Nach Judäa wurde von Tiberius als Landpfleger Pilatus geschickt. Dieser ließ des Nachts und noch dazu verhüllt die Bilder des Kaisers, die sich auf den sogenannten Feldzeichen befinden, heimlich nach Jerusalem bringen.

Das rief nun am folgenden Tage eine ungeheure Bestürzung unter den Juden hervor, zunächst natürlich unter den Einwohnern der Stadt selbst, die beim Anblick der Standarten ganz außer Rand und Band gerieten, da man damit ihre Gesetze mit Füßen getreten hatte, nach denen es unstatthaft war, welches Bild immer in der Stadt anzubringen. Die Gährung unter den Stadtbewohnern ergriff aber auch das Volk in der Provinz, dass es massenhaft nach Jerusalem strömte.

Man brach nun gemeinsam nach Cäsarea auf, um Pilatus zu bestürmen, dass er die Feldzeichen aus Jerusalem fortbringen lassen und die Gesetze ihrer Väter respektieren möge. Pilatus weigerte sich indes, ihre flehentliche Bitte zu erfüllen, worauf sich die Juden mit dem Angesicht zur Erde warfen und fünf Tage, wie auch ebensoviele Nächte unbeweglich in dieser Lage verharrten.


Am nächstfolgenden, d. h. am sechsten, Tage setzte sich Pilatus im großen Stadium auf seinen Amtssessel und beschied die jüdische Menge zu sich, scheinbar in der Absicht, ihnen seine Antwort mitzuteilen, während er in Wirklichkeit seinen Soldaten ein Zeichen gab, zu gleicher Zeit mit ihren waffenstarrenden Reihen die Juden einzuschließen.

Als sich die Juden von einer dreifachen Schlachtreihe umstellt sahen, erstarb ihnen ob des unerwarteten Anblickes zuerst das Wort im Munde; als aber dann Pilatus ihnen sagte, er werde sie niederhauen lassen, wenn sie die Bilder des Kaisers nicht zulassen wollten, und den Soldaten auch schon den Wink gab, blank zu ziehen, da stürzten sie alle miteinander, wie auf ein verabredetes Zeichen, auf die Erde nieder, beugten ihren Nacken und schrien, sie wollten sich lieber niedermetzeln lassen, als das Gesetz übertreten.
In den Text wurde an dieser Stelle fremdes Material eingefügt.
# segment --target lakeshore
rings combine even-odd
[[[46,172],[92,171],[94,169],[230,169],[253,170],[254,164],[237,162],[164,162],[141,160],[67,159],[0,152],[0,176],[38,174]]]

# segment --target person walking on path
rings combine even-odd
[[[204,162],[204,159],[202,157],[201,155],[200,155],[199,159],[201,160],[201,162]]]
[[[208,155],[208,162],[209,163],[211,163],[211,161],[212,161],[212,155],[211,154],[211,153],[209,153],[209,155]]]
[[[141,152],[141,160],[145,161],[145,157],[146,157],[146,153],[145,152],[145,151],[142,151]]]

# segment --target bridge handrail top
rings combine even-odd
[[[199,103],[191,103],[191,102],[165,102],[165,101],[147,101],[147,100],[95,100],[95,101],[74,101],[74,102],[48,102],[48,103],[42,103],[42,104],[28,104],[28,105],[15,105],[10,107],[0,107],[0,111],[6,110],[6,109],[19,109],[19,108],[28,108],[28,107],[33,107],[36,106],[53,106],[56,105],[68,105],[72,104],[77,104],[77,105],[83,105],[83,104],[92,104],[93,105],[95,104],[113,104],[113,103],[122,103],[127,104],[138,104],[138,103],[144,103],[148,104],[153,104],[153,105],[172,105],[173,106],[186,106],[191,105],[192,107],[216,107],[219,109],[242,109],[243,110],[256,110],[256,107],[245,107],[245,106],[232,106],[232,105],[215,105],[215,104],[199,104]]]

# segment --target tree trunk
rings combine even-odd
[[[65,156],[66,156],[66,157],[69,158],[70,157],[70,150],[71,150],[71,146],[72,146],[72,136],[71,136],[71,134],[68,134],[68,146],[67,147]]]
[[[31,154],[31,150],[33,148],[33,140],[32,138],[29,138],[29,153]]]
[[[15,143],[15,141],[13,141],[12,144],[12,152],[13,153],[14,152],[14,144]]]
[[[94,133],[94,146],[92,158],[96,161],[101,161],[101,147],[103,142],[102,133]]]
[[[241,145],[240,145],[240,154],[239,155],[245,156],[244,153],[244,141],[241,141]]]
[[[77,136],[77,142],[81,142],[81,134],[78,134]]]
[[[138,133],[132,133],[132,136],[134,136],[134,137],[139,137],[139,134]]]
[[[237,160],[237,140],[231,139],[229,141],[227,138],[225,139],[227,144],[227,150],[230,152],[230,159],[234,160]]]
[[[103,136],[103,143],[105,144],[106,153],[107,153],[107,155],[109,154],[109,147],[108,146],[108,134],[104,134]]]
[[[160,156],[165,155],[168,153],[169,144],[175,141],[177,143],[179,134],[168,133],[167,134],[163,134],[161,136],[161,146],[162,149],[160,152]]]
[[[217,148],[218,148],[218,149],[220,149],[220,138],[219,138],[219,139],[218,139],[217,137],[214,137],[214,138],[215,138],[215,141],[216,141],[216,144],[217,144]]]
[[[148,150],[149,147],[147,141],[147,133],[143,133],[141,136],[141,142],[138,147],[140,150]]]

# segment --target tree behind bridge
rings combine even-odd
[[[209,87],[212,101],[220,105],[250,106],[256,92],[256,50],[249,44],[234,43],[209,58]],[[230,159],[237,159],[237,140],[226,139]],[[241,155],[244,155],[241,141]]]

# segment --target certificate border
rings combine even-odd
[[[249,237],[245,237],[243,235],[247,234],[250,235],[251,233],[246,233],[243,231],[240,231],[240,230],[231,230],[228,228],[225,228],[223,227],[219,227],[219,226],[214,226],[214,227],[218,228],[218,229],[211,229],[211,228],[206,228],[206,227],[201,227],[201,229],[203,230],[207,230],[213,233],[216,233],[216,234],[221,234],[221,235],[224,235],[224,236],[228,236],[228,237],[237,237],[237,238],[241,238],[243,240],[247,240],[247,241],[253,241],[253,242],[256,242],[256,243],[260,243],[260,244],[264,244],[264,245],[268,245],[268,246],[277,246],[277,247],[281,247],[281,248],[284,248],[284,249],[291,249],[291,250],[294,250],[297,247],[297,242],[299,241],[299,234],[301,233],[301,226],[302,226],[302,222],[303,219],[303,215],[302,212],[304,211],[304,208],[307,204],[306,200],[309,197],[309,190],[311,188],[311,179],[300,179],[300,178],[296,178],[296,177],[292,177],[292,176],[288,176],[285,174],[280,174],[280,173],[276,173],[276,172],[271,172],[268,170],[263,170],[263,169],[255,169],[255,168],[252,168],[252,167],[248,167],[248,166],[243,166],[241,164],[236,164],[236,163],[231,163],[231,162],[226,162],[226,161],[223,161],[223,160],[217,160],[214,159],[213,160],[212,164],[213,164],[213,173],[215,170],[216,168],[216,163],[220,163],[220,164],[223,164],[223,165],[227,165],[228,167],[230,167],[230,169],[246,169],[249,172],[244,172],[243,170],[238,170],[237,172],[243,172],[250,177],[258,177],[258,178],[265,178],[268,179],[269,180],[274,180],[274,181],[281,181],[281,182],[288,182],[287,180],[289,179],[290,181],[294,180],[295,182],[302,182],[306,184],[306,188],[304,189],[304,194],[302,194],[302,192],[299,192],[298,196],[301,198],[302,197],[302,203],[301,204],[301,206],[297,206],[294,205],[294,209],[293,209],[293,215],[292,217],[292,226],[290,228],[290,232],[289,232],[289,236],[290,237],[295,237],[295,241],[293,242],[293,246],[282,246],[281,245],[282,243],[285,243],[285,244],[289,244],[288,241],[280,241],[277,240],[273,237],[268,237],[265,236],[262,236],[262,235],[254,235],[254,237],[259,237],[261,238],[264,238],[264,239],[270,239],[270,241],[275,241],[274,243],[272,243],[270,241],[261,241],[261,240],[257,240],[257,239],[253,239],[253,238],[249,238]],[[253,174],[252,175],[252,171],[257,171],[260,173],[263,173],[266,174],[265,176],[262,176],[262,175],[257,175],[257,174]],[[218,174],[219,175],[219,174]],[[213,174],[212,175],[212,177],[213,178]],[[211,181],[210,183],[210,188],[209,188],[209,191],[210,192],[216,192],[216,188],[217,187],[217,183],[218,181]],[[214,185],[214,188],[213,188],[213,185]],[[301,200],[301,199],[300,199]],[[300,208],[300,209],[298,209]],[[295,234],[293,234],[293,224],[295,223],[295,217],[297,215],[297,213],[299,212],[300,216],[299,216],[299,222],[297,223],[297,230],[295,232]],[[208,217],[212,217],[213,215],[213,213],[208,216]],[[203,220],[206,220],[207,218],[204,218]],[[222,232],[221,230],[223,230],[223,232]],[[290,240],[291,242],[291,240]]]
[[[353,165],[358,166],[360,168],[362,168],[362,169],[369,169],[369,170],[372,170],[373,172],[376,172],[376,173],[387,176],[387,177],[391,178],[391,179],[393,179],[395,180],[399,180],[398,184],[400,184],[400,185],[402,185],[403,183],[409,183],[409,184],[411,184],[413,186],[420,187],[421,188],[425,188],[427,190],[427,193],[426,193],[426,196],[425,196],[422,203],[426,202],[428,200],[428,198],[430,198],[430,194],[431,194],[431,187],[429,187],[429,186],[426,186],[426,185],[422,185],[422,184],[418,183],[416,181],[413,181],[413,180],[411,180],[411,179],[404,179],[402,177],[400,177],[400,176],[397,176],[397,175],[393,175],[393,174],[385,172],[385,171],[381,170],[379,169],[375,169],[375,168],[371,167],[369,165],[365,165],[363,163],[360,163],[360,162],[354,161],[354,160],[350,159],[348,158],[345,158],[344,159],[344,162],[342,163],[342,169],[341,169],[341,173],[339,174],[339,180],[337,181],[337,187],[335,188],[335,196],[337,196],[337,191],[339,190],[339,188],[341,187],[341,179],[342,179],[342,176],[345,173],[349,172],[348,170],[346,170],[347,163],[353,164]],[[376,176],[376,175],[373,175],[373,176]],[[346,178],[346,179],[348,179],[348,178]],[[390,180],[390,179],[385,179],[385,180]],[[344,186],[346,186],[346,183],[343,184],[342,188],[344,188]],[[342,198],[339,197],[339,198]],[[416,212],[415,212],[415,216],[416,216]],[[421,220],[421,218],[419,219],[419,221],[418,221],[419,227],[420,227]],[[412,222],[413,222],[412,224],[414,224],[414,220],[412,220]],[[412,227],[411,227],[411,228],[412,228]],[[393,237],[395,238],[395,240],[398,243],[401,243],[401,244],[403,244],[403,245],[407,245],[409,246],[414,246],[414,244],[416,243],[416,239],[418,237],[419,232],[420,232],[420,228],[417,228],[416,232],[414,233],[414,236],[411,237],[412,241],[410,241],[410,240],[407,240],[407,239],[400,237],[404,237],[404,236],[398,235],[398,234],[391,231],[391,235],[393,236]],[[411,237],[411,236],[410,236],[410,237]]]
Hocherstaunt über eine so feurige Religiösität gab Pilatus den Befehl, die Standartenbilder sogleich aus Jerusalem zu entfernen.


Nach diesen Vorfällen rief die folgende Maßregel des Landpflegers eine neue Aufregung hervor. Pilatus wollte nämlich den heiligen Schatz, welcher Korban heißt, zur Anlage einer Wasserleitung hernehmen, die 400 Stadien weit das Wasser liefern sollte. Das erregte beim Volke böses Blut, und als Pilatus um diese Zeit nach Jerusalem kam, umdrängte es schreiend und schimpfend seinen Amtsstuhl.

Pilatus hatte aber schon so etwas vorausgesehen und darum seine Soldaten, bewaffnet zwar, aber als Zivilisten verkleidet, an verschiedenen Punkten unter die Menge gesteckt, mit der Weisung, vom Schwerte keinen Gebrauch zu machen, dafür aber mit Knütteln die Krakehler zu bearbeiten, was denn auch auf das verabredete Zeichen vom Richterstuhl her geschah.

Die Folge war, dass viele Juden von den Streichen tödtlich getroffen, viele andere aber von den eigenen Leuten auf der Flucht niedergerannt und zertreten wurden. Das traurige Ende der Verunglückten schüchterte die Menge derart ein, dass sie keine Widerrede mehr wagte.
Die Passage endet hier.